Bernhus does not regard her Norwegian husband as a foreigner, but fears that with so much talk of “import infections” during the pandemic, attitudes towards Swedes in Norway have shifted. “I think the way we are perceived on the other side has changed. When you drive down the road in a Swedish car, people turn around to look at you”, she said. “In the past, us Swedes were looked at as an attractive workforce in Norway. Now there seems to be an attitude that we should go back home.”
The Norwegian government went further than most European countries in curbing international travel. Unlike Denmark, which issued exemptions for Swedes living in regions close to the Öresund bridge, which connects the two countries, Norway barred travellers from high-risk regions. Until EU vaccination certificates came into effect in July, that meant most Swedes who did not live or work in Norway were subject to entry bans or mandatory quarantine, regardless of their vaccination status.
In Töcksfors, the local cross-country skiing track that crosses the border in the woods was barricaded off during winter, with the Norwegian police notifying skiers that they could be fined if they skied into Sweden. A group of Norwegians with holiday homes in Sweden even sued their own government over the fact that they were unable to spend a night in them without going into quarantine hotels on their return to Norway.
Jan Tore Sanner, Norway’s finance minister, who oversees Nordic cooperation, said: “Closed borders obviously have negative consequences, but if we had not taken these measures, we would see more people get infected, get sick, and more people would die.” With just over 800 reported Covid-related deaths, Norway kept infection levels much lower than most countries.
Sanner said he was confident that the sense of neighbourly love between Nordic peoples would return.

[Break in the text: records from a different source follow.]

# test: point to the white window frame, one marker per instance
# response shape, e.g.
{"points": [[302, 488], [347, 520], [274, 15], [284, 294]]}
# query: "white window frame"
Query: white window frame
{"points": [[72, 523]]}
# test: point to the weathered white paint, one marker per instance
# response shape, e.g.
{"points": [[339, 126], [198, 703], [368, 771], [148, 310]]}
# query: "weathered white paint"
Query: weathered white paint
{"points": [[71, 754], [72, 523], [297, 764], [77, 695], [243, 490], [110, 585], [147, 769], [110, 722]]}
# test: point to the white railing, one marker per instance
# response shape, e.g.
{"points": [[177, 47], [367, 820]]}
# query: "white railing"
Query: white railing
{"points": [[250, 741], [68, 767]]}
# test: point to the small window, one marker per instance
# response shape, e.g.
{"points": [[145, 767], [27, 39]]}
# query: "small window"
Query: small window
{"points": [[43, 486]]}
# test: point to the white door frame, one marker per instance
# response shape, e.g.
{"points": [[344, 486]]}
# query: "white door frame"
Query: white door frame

Not everyone is so sure. “On really big shopping days, we could have a queue several hundred meters long outside the liquor store,” said Kent Hansson, the mayor of Strömstad, a Swedish town on the Bohuslän coast that relies heavily on Norwegian tourists and cross-border shoppers. During the border closure, revenues in his town dropped by almost two-thirds and unemployment rocketed by 700%.
The mayor worries that the economic fallout won’t be what leaves the deepest scars long after all restrictions are lifted.

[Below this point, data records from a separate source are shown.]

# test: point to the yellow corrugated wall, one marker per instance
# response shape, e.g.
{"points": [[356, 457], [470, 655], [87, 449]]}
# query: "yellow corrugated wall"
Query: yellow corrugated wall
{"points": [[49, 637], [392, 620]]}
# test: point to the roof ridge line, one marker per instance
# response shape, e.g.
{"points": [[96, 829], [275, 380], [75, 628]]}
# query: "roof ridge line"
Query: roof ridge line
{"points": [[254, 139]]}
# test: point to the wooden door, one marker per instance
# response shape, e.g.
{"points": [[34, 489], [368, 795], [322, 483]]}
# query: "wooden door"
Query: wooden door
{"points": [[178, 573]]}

“We saw a sharp rise in polarisation on both sides,” Hansson said. While some Norwegians were quick to blame Sweden for not keeping infection levels down, some Swedes blamed Norway for a hardline approach that caused needless economic harm to their border towns. “In my experience we have seen an increased nationalism, that just feels wrong. We started denigrating each other.”

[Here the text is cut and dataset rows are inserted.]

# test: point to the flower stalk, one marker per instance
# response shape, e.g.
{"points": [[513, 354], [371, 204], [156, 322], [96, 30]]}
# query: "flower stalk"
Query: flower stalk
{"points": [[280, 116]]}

The tiny red timber chapel in Lersjön is in Sweden. Its bell tower across the yard is in Norway. Lighting his pipe on the chapel stairs the pastor, Günter Hölscher, explained how just walking across the clearing to ring the bell for the weekly Sunday service meant incurring a fine. “All of a sudden, people had a hard line drawn through their lives,” he said, nodding towards the border markings.
Hölscher and Tollefsbøl, a parishioner, said that however deep a division the pandemic might have caused, the longing to reconnect with loved ones on the other side was stronger. “I just hope that we can gather here again this Christmas,” Tollefsbøl said. “And that people from both sides can make it”.